For that, the man would die.

Saric ignored him and spread his arms as if he were their father. “Today there is only one living man in this chamber. See now and know that I am he!”

For an extended moment, no one spoke. The dead could not stoop to challenge such an absurd claim. So it had been, and so it would be…

At least for a few minutes more. And then their entire world would change before their very eyes.

“My Lord,” Dominic said, in a practiced, conciliatory tone. “We will most certainly investigate the veracity of all that you claim. This is quite a… revelation.”
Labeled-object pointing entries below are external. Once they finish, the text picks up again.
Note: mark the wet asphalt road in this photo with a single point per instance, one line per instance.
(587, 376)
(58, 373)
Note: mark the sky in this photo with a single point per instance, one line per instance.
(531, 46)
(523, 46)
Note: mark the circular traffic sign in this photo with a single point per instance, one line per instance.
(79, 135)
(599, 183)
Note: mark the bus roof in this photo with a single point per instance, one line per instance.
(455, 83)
It was not the word he wanted to use. It was blasphemy to him, Saric knew. As Order was blasphemy to him.

“We revere you for your service to the world-in such a time as your father’s abrupt passing, no less. And while Order is given by the Maker, law is not the Maker. It is not perfect. But we must follow the dictates of the law until it is changed. These are serious claims, and to make them known would throw the world into nothing short of raw panic. We cannot afford such uproar, and if such claims are proven true, we must proceed with utmost care.”

Rage rose up within Saric like bile. Did the man really believe he would be placated by such patronizing foolishness?

Dominic continued: “Until such a day that your claims are proven and the senate dictates otherwise, Order must be upheld. Our Book of Orders is infallible, created not by Sirin or by Megas who wrote that holy book, but by the Maker who inspired its writing. And until such a day it may be proven wrong, we serve Order and the Maker both by obedience to its statutes.”

Murmurs of assent.

Saric inclined his head. So very predictable. Somehow he had hoped for more from this one.